Census counts married same-sex couples
Census figures released today show there are over 1,300 married same-sex couples living in Australia.
The 2011 data is the first to specifically show same-sex couples who have marked themselves as 'married' on their census forms.
Executive director of the 2011 census Andrew Henderson told the press the numbers were being included for the first time due to a high level of interest.
"In the past, if someone [in a same-sex relationship] said 'married' we automatically coded them to de-facto," he said.
The 1,334 couples tagged as married are couples who have gone overseas to wed, although their married status is not recognised under Australian law.
"The fact that at least 1338 same-sex couples have gone to the great lengths to marry overseas shows how deeply they value marriage," Australian Marriage Equality national convenor Alex Greenwich said.
"As someone who recently married overseas I understand how painful it is that my solemn vow of lifelong commitment counts for more in a foreign country than it does in the country of which I am a citizen."

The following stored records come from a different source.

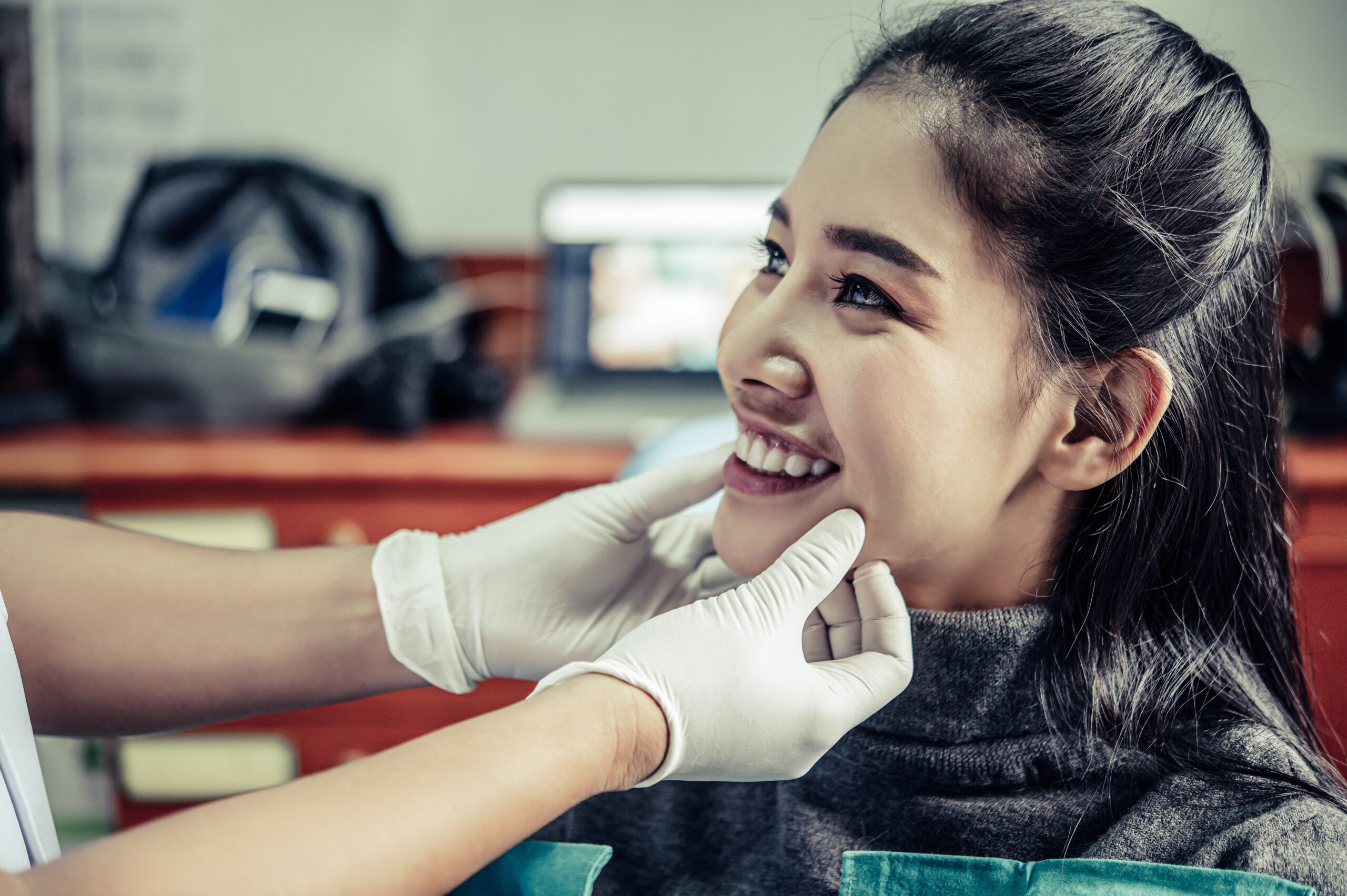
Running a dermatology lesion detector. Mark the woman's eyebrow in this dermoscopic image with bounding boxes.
[823,224,943,280]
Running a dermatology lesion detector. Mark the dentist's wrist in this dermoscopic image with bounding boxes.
[543,672,669,793]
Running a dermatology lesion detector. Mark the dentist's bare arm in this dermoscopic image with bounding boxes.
[0,514,424,734]
[0,675,668,896]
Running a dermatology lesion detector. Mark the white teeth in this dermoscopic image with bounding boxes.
[762,445,785,473]
[743,438,767,470]
[734,430,838,477]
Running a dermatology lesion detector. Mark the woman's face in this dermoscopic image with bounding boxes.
[715,94,1061,609]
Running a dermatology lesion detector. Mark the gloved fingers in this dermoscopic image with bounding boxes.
[852,560,912,661]
[819,579,861,660]
[800,608,832,663]
[602,444,734,540]
[738,509,865,625]
[810,651,912,729]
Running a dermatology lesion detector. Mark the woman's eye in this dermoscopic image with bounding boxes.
[828,274,902,317]
[758,240,791,276]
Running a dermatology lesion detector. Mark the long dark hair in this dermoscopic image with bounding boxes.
[830,0,1342,804]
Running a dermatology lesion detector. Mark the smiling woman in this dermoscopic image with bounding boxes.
[548,0,1347,893]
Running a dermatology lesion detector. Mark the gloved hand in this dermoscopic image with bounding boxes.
[534,511,912,787]
[372,446,743,694]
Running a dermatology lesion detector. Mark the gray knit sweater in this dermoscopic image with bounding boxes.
[539,606,1347,896]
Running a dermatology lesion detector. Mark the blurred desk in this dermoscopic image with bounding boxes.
[0,425,626,827]
[0,425,626,547]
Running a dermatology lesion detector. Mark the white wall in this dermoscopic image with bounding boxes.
[52,0,1347,249]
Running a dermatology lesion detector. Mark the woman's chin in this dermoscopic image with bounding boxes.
[711,502,808,577]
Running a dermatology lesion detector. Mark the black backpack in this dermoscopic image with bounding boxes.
[53,158,492,431]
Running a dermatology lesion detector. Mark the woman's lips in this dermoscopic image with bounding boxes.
[723,454,838,495]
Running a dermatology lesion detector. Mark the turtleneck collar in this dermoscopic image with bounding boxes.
[811,603,1140,792]
[863,603,1052,744]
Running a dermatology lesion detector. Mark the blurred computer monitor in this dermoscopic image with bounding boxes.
[502,182,782,446]
[539,183,782,377]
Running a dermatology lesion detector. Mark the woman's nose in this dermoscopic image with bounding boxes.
[715,296,812,399]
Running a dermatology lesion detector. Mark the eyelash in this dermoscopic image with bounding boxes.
[757,238,907,318]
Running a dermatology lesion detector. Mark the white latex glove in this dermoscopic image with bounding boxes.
[534,511,912,787]
[372,446,743,694]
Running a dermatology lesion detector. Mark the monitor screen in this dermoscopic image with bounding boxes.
[540,183,781,373]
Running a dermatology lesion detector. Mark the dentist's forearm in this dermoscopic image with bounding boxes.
[11,675,668,896]
[0,514,423,736]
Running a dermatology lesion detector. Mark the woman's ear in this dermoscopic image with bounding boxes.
[1039,349,1173,492]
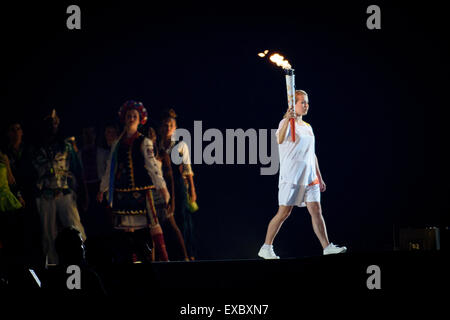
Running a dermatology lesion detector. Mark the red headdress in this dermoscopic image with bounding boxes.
[119,100,148,125]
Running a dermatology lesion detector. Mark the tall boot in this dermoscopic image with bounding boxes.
[150,224,169,261]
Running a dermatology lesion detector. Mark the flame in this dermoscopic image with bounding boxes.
[269,53,292,69]
[258,50,269,58]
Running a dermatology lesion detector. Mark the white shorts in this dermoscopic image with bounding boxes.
[278,183,320,207]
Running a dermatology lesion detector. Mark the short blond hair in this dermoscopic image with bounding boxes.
[283,89,308,119]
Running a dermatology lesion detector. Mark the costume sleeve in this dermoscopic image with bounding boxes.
[141,138,167,189]
[99,140,119,192]
[178,141,194,177]
[275,118,291,140]
[66,142,84,187]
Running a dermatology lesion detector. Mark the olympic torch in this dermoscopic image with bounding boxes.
[258,50,295,142]
[285,69,295,142]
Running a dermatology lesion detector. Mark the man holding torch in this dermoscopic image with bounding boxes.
[258,54,347,259]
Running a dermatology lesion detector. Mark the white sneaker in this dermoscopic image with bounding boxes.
[323,242,347,255]
[258,245,280,259]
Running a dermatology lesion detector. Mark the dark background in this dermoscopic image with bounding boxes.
[0,1,449,259]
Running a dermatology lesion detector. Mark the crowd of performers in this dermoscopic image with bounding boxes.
[0,100,198,267]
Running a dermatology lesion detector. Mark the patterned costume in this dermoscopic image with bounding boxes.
[163,137,196,257]
[100,101,168,261]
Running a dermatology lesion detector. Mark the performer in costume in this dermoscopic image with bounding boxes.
[258,90,347,259]
[33,110,87,264]
[160,109,197,260]
[148,127,189,261]
[98,100,170,262]
[0,152,25,262]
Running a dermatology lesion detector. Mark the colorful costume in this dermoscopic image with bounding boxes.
[0,161,22,212]
[163,137,195,257]
[33,136,86,264]
[277,119,320,207]
[100,101,168,261]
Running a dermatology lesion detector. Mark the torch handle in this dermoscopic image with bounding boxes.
[284,69,295,142]
[289,118,295,142]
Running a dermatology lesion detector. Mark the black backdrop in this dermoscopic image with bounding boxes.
[0,1,449,259]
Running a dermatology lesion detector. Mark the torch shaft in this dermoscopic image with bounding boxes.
[286,69,295,142]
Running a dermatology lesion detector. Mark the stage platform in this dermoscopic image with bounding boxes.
[97,251,449,295]
[3,251,450,303]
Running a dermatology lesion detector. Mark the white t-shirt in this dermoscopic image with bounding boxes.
[276,119,317,186]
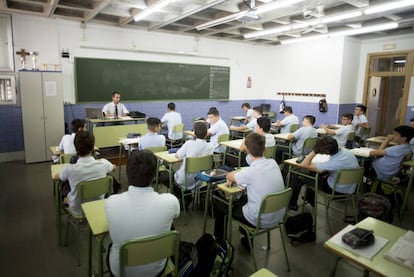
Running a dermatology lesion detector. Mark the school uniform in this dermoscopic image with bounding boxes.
[174,138,214,190]
[208,118,230,153]
[138,133,165,150]
[161,111,183,140]
[280,114,299,134]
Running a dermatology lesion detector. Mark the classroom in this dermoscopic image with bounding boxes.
[0,0,414,276]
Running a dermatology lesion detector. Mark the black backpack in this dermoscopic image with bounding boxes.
[358,192,393,223]
[285,213,316,246]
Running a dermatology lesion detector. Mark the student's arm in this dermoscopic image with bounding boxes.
[301,151,316,170]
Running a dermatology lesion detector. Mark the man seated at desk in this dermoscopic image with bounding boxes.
[321,113,354,148]
[289,136,359,211]
[230,106,262,132]
[364,126,414,181]
[272,106,299,134]
[105,150,180,276]
[102,91,129,118]
[213,133,285,249]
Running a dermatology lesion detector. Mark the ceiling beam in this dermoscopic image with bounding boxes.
[84,0,111,22]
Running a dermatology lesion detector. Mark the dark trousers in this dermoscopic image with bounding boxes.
[213,192,255,240]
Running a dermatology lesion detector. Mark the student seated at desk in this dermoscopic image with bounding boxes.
[364,126,414,181]
[289,136,359,211]
[230,106,262,132]
[213,133,285,249]
[105,150,180,276]
[161,102,183,140]
[272,106,299,134]
[102,91,129,118]
[59,118,86,155]
[174,122,214,191]
[321,113,354,148]
[276,115,318,164]
[138,117,165,150]
[54,130,116,215]
[207,108,229,153]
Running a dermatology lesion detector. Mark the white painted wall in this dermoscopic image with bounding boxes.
[356,33,414,102]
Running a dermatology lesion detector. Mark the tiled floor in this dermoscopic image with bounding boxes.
[0,162,414,277]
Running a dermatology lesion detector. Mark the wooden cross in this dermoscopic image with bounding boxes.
[16,48,30,69]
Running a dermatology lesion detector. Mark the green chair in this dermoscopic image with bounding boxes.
[238,188,292,271]
[263,145,276,159]
[119,231,180,277]
[213,134,230,167]
[166,123,184,148]
[302,167,364,234]
[175,155,213,213]
[145,146,167,191]
[63,176,113,265]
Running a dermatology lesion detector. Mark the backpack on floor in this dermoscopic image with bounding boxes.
[179,233,234,277]
[358,192,393,223]
[285,213,316,246]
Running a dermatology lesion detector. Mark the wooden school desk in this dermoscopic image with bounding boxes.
[219,139,243,167]
[81,199,109,276]
[324,217,414,277]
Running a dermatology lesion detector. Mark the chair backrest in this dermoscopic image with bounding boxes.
[256,188,292,229]
[119,231,180,276]
[263,146,275,159]
[289,124,299,133]
[145,146,167,153]
[217,134,230,142]
[332,167,364,194]
[185,155,213,172]
[59,154,76,164]
[302,137,319,156]
[173,123,184,133]
[77,176,114,199]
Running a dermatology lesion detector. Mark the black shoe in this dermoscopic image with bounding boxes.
[240,237,253,250]
[289,203,299,211]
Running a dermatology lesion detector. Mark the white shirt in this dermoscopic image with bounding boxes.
[59,133,76,155]
[234,158,285,228]
[174,138,214,189]
[161,111,183,139]
[105,186,180,276]
[102,102,129,116]
[208,118,230,153]
[59,156,114,214]
[280,114,299,134]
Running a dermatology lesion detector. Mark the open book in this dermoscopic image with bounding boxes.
[384,231,414,270]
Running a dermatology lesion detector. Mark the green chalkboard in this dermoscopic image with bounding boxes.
[74,58,230,103]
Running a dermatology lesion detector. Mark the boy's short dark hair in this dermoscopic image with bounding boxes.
[207,108,220,116]
[147,117,161,132]
[242,102,250,109]
[127,150,157,187]
[283,106,293,113]
[394,125,414,142]
[167,102,175,111]
[244,133,265,157]
[356,104,367,113]
[194,122,207,139]
[342,113,354,120]
[71,118,85,133]
[313,136,339,155]
[303,114,316,125]
[256,116,271,133]
[253,106,263,115]
[74,130,95,157]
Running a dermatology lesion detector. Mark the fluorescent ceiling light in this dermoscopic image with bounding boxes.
[280,34,328,44]
[364,0,414,14]
[329,22,398,37]
[134,0,171,21]
[196,0,305,31]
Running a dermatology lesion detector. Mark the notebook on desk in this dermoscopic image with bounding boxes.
[85,108,104,119]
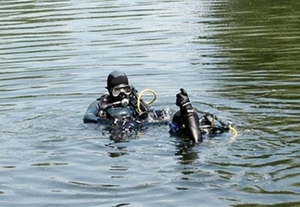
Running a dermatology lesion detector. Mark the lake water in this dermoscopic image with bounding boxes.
[0,0,300,207]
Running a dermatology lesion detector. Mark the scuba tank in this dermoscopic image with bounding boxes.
[176,88,202,143]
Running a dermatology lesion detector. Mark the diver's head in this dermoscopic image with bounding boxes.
[106,70,132,100]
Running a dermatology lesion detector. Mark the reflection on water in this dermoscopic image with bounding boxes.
[0,0,300,206]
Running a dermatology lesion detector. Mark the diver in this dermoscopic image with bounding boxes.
[83,70,230,143]
[83,70,170,130]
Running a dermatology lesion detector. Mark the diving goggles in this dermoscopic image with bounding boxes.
[111,86,132,97]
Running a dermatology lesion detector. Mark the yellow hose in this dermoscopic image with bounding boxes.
[137,88,156,114]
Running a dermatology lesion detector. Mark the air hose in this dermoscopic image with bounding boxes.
[137,88,156,114]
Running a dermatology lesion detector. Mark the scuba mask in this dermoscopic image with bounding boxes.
[111,85,132,97]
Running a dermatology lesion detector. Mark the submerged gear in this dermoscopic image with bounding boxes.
[169,111,231,135]
[176,88,202,143]
[106,70,129,90]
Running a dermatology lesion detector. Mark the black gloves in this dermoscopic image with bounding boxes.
[176,88,190,107]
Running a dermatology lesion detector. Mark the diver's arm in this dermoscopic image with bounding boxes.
[176,88,202,143]
[83,101,100,123]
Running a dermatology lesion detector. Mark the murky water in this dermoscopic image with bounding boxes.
[0,0,300,206]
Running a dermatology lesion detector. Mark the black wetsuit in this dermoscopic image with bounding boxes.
[83,94,169,126]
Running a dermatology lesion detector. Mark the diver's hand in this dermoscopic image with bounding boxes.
[176,88,190,107]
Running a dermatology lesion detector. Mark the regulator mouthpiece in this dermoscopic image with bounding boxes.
[121,98,129,106]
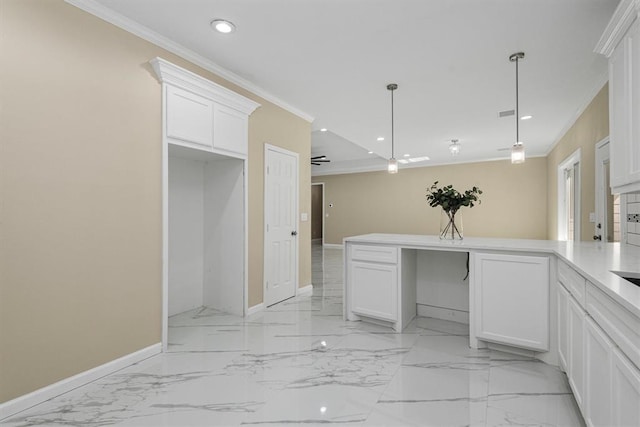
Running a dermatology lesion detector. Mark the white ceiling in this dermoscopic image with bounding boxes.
[87,0,618,174]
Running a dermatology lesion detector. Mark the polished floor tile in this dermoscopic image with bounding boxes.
[0,245,584,427]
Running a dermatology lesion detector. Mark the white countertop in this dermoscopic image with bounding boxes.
[344,233,640,317]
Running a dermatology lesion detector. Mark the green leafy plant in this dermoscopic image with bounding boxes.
[427,181,482,239]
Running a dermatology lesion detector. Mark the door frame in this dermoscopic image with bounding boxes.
[593,136,611,243]
[556,148,582,242]
[262,143,300,308]
[311,182,326,246]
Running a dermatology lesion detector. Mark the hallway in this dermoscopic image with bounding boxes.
[0,244,583,426]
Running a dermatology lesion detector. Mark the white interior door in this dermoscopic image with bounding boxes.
[594,138,621,242]
[264,145,298,306]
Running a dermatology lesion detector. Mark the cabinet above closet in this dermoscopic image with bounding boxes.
[150,58,260,158]
[595,0,640,193]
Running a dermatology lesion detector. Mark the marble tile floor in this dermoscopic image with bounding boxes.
[0,245,584,427]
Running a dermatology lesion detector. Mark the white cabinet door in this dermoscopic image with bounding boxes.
[611,348,640,427]
[626,19,640,183]
[556,282,569,375]
[566,295,585,408]
[609,20,640,192]
[471,253,549,351]
[213,104,249,154]
[349,261,398,322]
[609,40,629,187]
[165,85,213,148]
[584,317,614,427]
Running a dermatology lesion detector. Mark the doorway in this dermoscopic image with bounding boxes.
[593,138,622,242]
[311,182,324,245]
[558,149,582,242]
[263,144,299,306]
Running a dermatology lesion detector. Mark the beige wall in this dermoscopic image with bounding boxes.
[312,158,547,244]
[547,84,609,240]
[0,0,311,402]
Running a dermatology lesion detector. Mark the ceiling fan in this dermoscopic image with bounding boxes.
[311,156,331,166]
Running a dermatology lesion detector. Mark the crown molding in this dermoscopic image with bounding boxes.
[149,58,260,115]
[594,0,640,58]
[65,0,314,123]
[544,73,609,156]
[311,154,547,177]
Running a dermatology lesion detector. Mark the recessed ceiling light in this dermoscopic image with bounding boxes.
[398,156,430,165]
[211,19,236,34]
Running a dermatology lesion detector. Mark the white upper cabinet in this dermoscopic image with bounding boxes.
[213,104,249,154]
[596,0,640,193]
[165,85,213,148]
[150,58,260,158]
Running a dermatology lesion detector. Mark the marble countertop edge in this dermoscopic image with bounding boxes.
[344,233,640,317]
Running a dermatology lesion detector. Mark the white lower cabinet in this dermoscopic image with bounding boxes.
[611,348,640,426]
[567,296,585,408]
[349,261,398,322]
[472,253,549,351]
[556,266,640,427]
[556,283,569,372]
[583,317,613,427]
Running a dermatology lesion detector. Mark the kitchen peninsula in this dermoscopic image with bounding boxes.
[344,234,640,425]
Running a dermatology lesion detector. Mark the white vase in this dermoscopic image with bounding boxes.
[440,209,463,240]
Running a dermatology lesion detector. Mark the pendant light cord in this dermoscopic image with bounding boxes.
[516,56,520,144]
[391,89,395,159]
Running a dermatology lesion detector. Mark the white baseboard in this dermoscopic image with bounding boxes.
[0,343,162,421]
[322,243,342,249]
[247,302,264,316]
[296,283,313,295]
[418,304,469,325]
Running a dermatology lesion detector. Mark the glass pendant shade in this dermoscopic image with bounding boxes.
[387,157,398,173]
[449,139,460,156]
[509,52,524,165]
[511,142,524,165]
[387,83,398,173]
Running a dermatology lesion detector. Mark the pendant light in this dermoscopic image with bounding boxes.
[387,83,398,173]
[449,139,460,156]
[509,52,524,165]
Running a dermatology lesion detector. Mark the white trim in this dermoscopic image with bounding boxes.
[296,283,313,296]
[149,57,260,116]
[544,78,609,157]
[311,153,549,177]
[247,302,264,316]
[322,243,343,249]
[620,194,629,244]
[593,136,608,243]
[593,0,640,58]
[311,182,326,244]
[262,142,300,304]
[0,343,162,420]
[556,148,582,242]
[65,0,314,122]
[416,303,469,325]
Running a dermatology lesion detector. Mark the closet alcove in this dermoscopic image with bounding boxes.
[150,58,259,350]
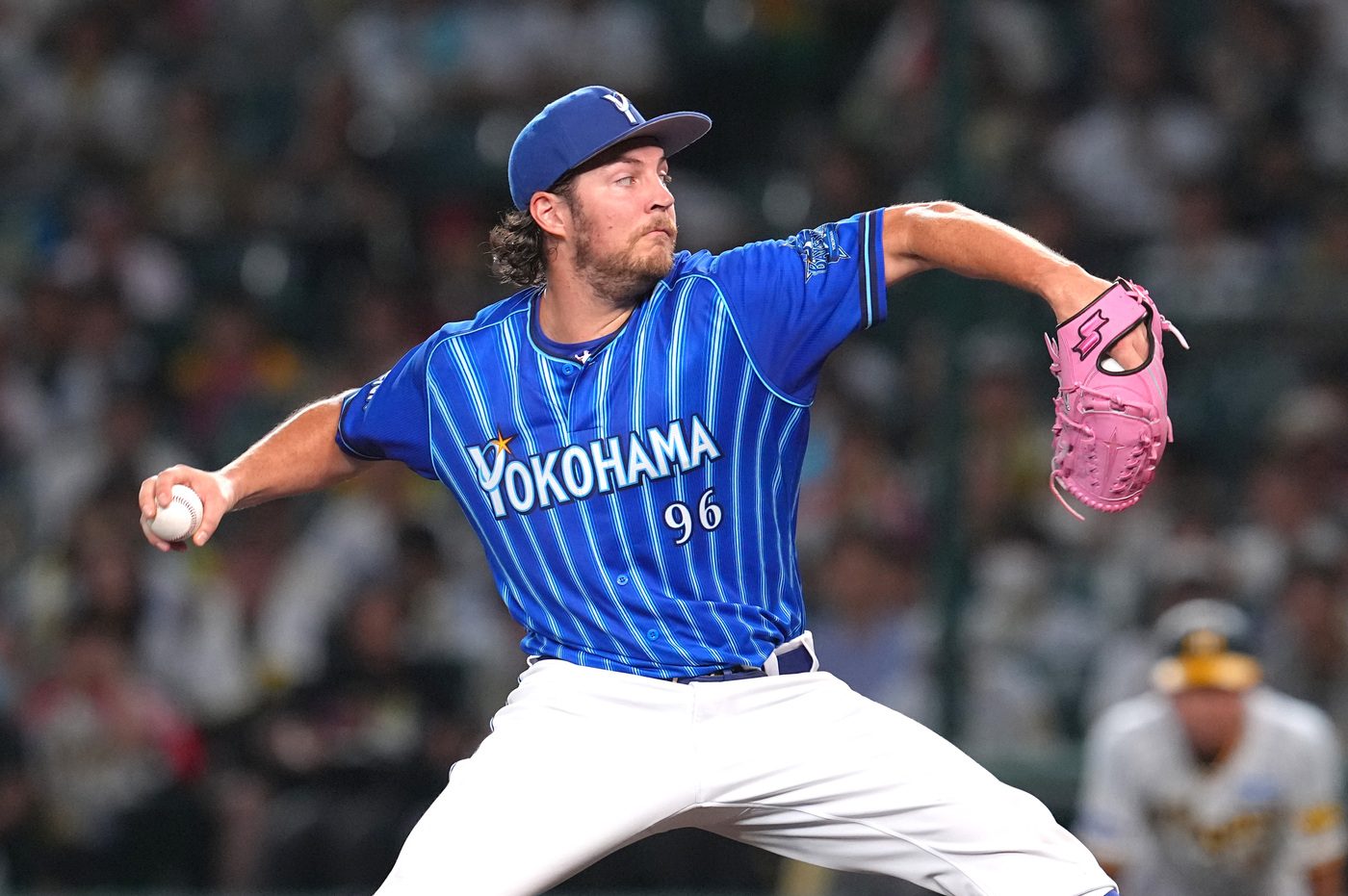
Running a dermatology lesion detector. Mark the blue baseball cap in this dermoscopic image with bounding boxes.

Greenwich said he suspected the number of married couples may be under-estimated, because people legally married overseas may not realise they had the right to mark themselves 'married' on the census form.
"The prevalence of same-sex couples travelling overseas also highlights the cost of discrimination to the Australian economy, particularly the small businesses associated with the wedding industry," Greenwich said.
"US researchers have estimated the minimum injection of new spending into the Australian economy from same-sex weddings would be $161 million, yet the Australian Government is content to see a significant proportion of this money spent overseas".
Data also shows there are nearly 65,000 Australians in de facto same-sex relationships who cannot legally marry in this country.